One of the brothel servants from the earlier trial comes back on stage, arrested again. He cries out to Lucio who he recognizes as a customer to help him, but Lucio just jokes. Lucio then talks to the friar he doesn't know is the Duke and says all sorts of slanders against the Duke. (In the next scene, the madam of the brothel says that Lucio has fathered a child on one of the women there.)
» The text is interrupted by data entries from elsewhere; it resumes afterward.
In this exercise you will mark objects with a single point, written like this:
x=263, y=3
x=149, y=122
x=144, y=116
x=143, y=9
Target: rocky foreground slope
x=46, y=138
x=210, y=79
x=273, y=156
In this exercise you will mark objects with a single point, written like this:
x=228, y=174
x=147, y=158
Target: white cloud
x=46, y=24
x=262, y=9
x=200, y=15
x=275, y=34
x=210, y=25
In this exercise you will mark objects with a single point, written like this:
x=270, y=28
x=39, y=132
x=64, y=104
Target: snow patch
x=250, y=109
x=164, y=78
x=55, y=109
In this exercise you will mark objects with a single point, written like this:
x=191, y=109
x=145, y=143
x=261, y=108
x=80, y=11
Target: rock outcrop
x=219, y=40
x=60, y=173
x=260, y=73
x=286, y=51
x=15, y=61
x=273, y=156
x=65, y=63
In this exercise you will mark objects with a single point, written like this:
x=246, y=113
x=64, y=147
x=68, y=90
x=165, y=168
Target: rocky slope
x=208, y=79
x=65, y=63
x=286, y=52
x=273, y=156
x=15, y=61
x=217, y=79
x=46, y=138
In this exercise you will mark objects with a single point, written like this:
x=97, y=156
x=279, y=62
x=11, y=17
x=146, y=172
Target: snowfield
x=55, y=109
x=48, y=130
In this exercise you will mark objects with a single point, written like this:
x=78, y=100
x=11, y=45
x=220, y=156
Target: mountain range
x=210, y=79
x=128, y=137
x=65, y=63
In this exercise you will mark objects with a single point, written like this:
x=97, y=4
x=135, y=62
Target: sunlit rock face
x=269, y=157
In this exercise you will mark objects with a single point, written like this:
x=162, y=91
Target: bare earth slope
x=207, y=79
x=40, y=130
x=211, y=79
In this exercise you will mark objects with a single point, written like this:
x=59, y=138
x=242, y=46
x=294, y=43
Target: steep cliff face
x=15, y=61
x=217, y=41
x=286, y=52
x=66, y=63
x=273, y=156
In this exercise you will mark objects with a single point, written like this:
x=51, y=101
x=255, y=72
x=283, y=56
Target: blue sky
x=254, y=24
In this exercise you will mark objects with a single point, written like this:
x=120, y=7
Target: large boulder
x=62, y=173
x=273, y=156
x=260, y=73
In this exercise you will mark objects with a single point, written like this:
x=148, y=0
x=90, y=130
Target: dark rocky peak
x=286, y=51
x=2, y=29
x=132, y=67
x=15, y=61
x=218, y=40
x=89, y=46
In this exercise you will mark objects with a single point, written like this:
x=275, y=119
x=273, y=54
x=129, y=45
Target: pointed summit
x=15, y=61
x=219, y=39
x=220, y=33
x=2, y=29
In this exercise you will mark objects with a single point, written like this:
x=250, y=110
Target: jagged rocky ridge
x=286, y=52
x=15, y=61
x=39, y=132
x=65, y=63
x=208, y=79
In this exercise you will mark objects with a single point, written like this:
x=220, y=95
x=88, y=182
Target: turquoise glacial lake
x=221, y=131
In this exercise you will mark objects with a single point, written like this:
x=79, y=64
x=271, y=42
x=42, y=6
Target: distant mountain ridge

After Mariana has substituted for Isabella and slept with Angelo, he starts fearing discovery and decides to execute Claudio anyway so that no one will believe Isabella if she ever tells on him. He sends an order to the prison to have Claudio killed; the friar/Duke intercepts it and sends Angelo the head of a prisoner who died of disease. But when Isabella shows up, the friar/Duke tells her Claudio is dead, and she cries for revenge.

After this, the Duke returns to Vienna as himself. Isabella complains to the Duke about Angelo; Angelo denies it and the Duke pretends to believe him. Mariana comes in and corroborates the story; Angelo still denies and the Duke still pretends to believe him. The women talk of the friar who gave them the idea, and Lucio mischeviously adds that the friar was slandering the Duke (when actually Lucio was). At this point, the Duke leaves the room, comes back in friar's robes, and is arrested, at which point he pulls off his hood to reveal who the friar is.

Angelo confesses at this point and asks for death; the Duke says he must marry Mariana first. They go offstage while Isabella asks forgiveness for unknowingly treating the Duke as less than his station and is forgiven. Angelo comes back on stage, and first the Duke says he deserves the kind of justice he gave out. Mariana pleads for his life with both the Duke and Isabella; Isabella, though steaming for revenge at first for the brother she still thinks is dead, eventually agrees to forgive Angelo and also speaks for him to the Duke.

The Duke pardons Angelo, and then turns to Lucio, who he sentences to marry the prostitute who is the mother of his child, then to be whipped and hanged. Lucio "seems to be more dismayed at the disgrace of the marriage than at the rest," according to Asimov, and starts to make jokes. The Duke finally decides to be merciful to Lucio as well (canceling the whipping and hanging, but not the marriage) and in his last speech, indicates that he will marry Isabella.